Numpy 方法来整理一个凌乱的数组以进行绘图答案

【问题标题】：Numpy way to sort out a messy array for plottingNumpy 方法来整理一个凌乱的数组以进行绘图
【发布时间】：2016-06-07 00:17:19
【问题描述】：

我有两个数组上的绘图数据，这些数组以未排序的方式存储，因此绘图不连续地从一个地方跳到另一个地方：我试过one example of finding the closest point in a 2D array:

import numpy as np

def distance(pt_1, pt_2):
    pt_1 = np.array((pt_1[0], pt_1[1]))
    pt_2 = np.array((pt_2[0], pt_2[1]))
    return np.linalg.norm(pt_1-pt_2)

def closest_node(node, nodes):
    nodes = np.asarray(nodes)
    dist_2 = np.sum((nodes - node)**2, axis=1)
    return np.argmin(dist_2)

a = []
for x in range(50000):
    a.append((np.random.randint(0,1000),np.random.randint(0,1000)))
some_pt = (1, 2)

closest_node(some_pt, a)

我可以用它来“清理”我的数据吗？

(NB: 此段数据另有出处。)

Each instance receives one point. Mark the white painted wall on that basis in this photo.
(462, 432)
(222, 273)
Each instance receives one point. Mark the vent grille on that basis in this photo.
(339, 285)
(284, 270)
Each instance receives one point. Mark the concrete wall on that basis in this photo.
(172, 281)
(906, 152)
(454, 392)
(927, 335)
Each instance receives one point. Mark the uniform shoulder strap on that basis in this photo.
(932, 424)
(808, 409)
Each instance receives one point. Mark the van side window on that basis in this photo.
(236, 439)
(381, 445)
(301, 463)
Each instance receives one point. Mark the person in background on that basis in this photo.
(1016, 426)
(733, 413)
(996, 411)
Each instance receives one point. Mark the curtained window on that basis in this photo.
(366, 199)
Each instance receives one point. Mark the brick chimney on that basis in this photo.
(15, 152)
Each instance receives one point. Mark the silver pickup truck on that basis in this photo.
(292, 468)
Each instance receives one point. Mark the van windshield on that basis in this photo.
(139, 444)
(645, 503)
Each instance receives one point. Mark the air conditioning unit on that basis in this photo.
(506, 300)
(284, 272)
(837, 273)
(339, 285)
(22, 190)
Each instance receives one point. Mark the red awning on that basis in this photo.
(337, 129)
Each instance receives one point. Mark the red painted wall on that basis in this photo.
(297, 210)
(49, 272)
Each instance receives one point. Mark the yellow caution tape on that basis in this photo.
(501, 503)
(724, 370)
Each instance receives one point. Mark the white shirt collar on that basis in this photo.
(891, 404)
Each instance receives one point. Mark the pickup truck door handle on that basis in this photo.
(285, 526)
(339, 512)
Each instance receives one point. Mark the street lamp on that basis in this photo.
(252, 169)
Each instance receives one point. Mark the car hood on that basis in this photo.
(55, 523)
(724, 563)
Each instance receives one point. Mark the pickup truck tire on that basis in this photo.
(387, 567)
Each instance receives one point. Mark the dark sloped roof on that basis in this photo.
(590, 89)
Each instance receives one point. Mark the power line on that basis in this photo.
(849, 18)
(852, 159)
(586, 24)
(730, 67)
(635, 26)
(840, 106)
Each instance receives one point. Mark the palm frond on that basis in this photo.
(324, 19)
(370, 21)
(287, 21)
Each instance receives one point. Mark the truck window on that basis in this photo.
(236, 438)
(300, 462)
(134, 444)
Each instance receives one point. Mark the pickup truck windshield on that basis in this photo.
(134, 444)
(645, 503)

（在上面的代码中，a 可以是我的数据）

我计算的示例数据是：

array([[  2.08937872e+001,   1.99020033e+001,   2.28260611e+001,
          6.27711094e+000,   3.30392288e+000,   1.30312878e+001,
          8.80768833e+000,   1.31238275e+001,   1.57400130e+001,
          5.00278061e+000,   1.70752624e+001,   1.79131456e+001,
          1.50746185e+001,   2.50095731e+001,   2.15895974e+001,
          1.23237801e+001,   1.14860312e+001,   1.44268222e+001,
          6.37680265e+000,   7.81485403e+000],
       [ -1.19702178e-001,  -1.14050879e-001,  -1.29711421e-001,
          8.32977493e-001,   7.27437322e-001,   8.94389885e-001,
          8.65931116e-001,  -6.08199292e-002,  -8.51922900e-002,
          1.12333841e-001,  -9.88131292e-324,   4.94065646e-324,
         -9.88131292e-324,   4.94065646e-324,   4.94065646e-324,
          0.00000000e+000,   0.00000000e+000,   0.00000000e+000,
         -4.94065646e-324,   0.00000000e+000]])

使用radial_sort_line（来自Joe Kington）后，我收到了以下情节：

【问题讨论】：

能否发布您的数据或如何获取数据？
a 不是你展示的情节
另外，你真的需要线图吗？你不能只绘制数据点（不画线）吗？
看起来您需要的只是按其y 值对数据进行排序，但发布一些示例数据会有所帮助。
@Ohm，我认为具有合适距离度量的最近邻方法可能是最好的解决方案，请参阅编辑。

标签： python arrays sorting numpy matplotlib

【解决方案1】：

按照@JoeKington 的解决方案中相对于中心的角度对数据库进行排序可能会导致某些数据部分出现问题：

In [1]:

import scipy.spatial as ss
import matplotlib.pyplot as plt
import numpy as np
import re
%matplotlib inline
In [2]:

data=np.array([[  2.08937872e+001,   1.99020033e+001,   2.28260611e+001,
                  6.27711094e+000,   3.30392288e+000,   1.30312878e+001,
                  8.80768833e+000,   1.31238275e+001,   1.57400130e+001,
                  5.00278061e+000,   1.70752624e+001,   1.79131456e+001,
                  1.50746185e+001,   2.50095731e+001,   2.15895974e+001,
                  1.23237801e+001,   1.14860312e+001,   1.44268222e+001,
                  6.37680265e+000,   7.81485403e+000],
               [ -1.19702178e-001,  -1.14050879e-001,  -1.29711421e-001,
                  8.32977493e-001,   7.27437322e-001,   8.94389885e-001,
                  8.65931116e-001,  -6.08199292e-002,  -8.51922900e-002,
                  1.12333841e-001,  -9.88131292e-324,   4.94065646e-324,
                 -9.88131292e-324,   4.94065646e-324,   4.94065646e-324,
                  0.00000000e+000,   0.00000000e+000,   0.00000000e+000,
                 -4.94065646e-324,   0.00000000e+000]])
In [3]:

plt.plot(data[0], data[1])
plt.title('Unsorted Data')
Out[3]:
<matplotlib.text.Text at 0x10a5c0550>

查看 15 到 20 之间的 x 值排序不正确。

In [10]:

#Calculate the angle in degrees of [0, 360]
sort_index = np.angle(np.dot((data.T-data.mean(1)), np.array([1.0, 1.0j])))
sort_index = np.where(sort_index>0, sort_index, sort_index+360)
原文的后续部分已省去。